Wahlanalyse Ungeliebte Fehlersuche

In der CDU reißt die Debatte um eine detaillierte Wahlanalyse nicht ab. Angela Merkel will die Aufarbeitung des Wahlkampfes verschieben und findet dabei Unterstüzung von führenden Partei-Politikern.

Der nordrhein-westfälische Ministerpräsident Jürgen Rüttgers lehnt wie Merkel eine sofortige Analyse ab. Die Koalitionsverhandlungen mit der SPD müssten jetzt im Vordergrund stehen, sagte der CDU-Vizechef im ZDF. Eine zusätzliche Diskussion über die Fehler im Wahlkampf - wie sie die Junge Union verlangt hatte - "überfordert uns". Am Wochenende hatten CSU-Chef Edmund Stoiber und auch andere Spitzenpolitiker der Union massive Fehler im Wahlkampf beklagt.
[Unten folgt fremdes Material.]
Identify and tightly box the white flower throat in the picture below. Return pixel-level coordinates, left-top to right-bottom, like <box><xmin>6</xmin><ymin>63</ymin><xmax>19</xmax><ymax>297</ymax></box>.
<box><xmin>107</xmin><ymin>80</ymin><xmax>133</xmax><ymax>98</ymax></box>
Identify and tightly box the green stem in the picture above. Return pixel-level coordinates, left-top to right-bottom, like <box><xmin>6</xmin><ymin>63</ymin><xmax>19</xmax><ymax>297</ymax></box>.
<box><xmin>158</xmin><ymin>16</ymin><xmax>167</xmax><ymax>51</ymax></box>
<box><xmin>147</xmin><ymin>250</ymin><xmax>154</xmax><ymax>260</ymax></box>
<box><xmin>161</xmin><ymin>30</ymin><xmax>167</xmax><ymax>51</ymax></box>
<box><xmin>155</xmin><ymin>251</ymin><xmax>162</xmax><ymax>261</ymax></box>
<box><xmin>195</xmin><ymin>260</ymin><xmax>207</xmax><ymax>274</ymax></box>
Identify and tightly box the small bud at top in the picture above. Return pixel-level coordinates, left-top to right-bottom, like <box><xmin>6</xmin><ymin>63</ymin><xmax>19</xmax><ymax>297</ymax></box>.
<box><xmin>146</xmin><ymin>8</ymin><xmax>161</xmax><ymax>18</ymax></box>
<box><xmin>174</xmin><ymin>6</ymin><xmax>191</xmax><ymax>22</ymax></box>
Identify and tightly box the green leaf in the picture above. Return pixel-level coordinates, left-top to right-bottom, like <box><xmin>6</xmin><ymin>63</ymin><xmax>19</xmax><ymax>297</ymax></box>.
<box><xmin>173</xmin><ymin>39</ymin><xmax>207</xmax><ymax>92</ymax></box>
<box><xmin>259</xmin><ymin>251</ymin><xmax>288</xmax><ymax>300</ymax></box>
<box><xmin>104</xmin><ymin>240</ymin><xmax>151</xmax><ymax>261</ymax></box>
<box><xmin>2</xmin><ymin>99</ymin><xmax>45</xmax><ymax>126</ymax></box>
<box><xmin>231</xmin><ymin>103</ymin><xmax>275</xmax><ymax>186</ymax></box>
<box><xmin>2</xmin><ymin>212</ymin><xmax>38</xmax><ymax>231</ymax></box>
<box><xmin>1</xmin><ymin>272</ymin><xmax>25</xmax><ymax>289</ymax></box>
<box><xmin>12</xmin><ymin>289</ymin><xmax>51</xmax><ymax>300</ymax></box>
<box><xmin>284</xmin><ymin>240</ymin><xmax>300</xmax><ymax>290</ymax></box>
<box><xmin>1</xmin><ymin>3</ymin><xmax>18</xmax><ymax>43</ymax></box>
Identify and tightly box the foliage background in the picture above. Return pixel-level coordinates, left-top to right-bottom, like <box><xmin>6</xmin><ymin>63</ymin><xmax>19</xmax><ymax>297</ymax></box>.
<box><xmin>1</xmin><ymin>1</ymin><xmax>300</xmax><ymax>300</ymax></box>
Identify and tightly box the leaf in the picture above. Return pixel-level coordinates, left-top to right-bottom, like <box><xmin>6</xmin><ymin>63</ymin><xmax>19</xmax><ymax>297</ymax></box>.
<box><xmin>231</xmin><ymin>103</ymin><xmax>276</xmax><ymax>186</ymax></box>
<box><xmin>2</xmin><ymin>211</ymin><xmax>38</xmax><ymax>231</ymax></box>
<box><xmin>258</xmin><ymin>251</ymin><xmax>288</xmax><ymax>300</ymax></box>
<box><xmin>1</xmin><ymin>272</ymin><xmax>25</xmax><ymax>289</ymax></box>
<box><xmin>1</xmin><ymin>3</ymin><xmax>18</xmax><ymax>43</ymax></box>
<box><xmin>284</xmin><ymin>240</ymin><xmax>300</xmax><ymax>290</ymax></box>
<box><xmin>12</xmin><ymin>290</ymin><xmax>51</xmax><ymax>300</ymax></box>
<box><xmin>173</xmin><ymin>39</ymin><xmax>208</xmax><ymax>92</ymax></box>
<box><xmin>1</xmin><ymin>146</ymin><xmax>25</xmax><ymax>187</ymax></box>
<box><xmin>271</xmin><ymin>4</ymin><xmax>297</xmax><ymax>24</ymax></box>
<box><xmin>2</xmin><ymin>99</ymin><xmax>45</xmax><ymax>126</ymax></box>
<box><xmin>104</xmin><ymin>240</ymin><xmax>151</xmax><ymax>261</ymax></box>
Der parlamentarische Geschäftsführer der Unions-Fraktion Norbert Röttgen forderte seine Partei auf, die Diskussion zu verschieben. "Wir haben doch alle in den letzten Wochen die Erfahrung gemacht, dass Geschlossenheit die Voraussetzung von Erfolg ist", sagte er dem "Handelsblatt". Die Koalitionsverhandlungen hätten Vorrang. "Wenn wir unsere Vorstellungen durchsetzen wollen, müssen wir uns darauf konzentrieren", sagte Röttgen.

Schwächen im Wahlkampf

Rüttgers äußerte sich allerdings positiv über die Fehleranalyse, die die Nachwuchsorganisation am Wochenende in Augsburg gemacht hatte. Die Jungen hätten ein gutes Gespür dafür, was schief gelaufen sei. Die Union hätte im Wahlkampf nicht den Eindruck erwecken dürfen, als sei sie "kalt und technokratisch", sagte Rüttgers im ZDF.

Der Arbeitnehmerflügel der Union bemängelte ebenfalls Schwächen im Wahlkampf. Die Ankündigung der Mehrwertsteuererhöhung und der Streichung von Steuervergünstigungen seien nicht richtig kommuniziert worden, sagte der Vize-Vorsitzende der Christdemokratischen Arbeitnehmerschaft im Bundestag, Gerald Weiß, der "Berliner Zeitung". Die Union müsse nun in der Regierung beweisen, dass sie für die soziale Marktwirtschaft stehe.

"Keine Wahlanalyse zwischen Tür und Angel"

Der stellvertretende Unionsfraktionsvorsitzende Wolfgang Bosbach (CDU) unterstützt CDU-Chefin Angela Merkel in ihrer Forderung nach einer Analyse des schlechten Unions-Wahlergebnisses zu einem späteren Zeitpunkt. "Man kann eine Wahlanalyse nicht zwischen Tür und Angel machen, man kann sie allerdings auch nicht bis ins nächste Jahr hinein vertagen", sagte Bosbach am Montag im Deutschlandradio Kultur. CDU und CSU hätten im Wahlkampf den Eindruck vermittelt, "als hätte die Union die katastrophale Lage des Landes zu verantworten".

Der SPD sei es im Wahlkampf erfolgreich gelungen, den Eindruck zu erwecken, sie befände sich in der Opposition, sagte Bosbach. Nun sei "volle Konzentration auf die Koalitionsverhandlungen" gefordert. "Aber der letzte Tag der Koalitionsverhandlungen muss auch der erste Tag einer gründlichen, aber auch fairen Wahlanalyse sein." Jedes "Störmanöver" schwäche die Position der Union. "Angela Merkel braucht jetzt volle Autorität für die Verhandlungen, sie braucht auch die volle Unterstützung der gesamten Partei."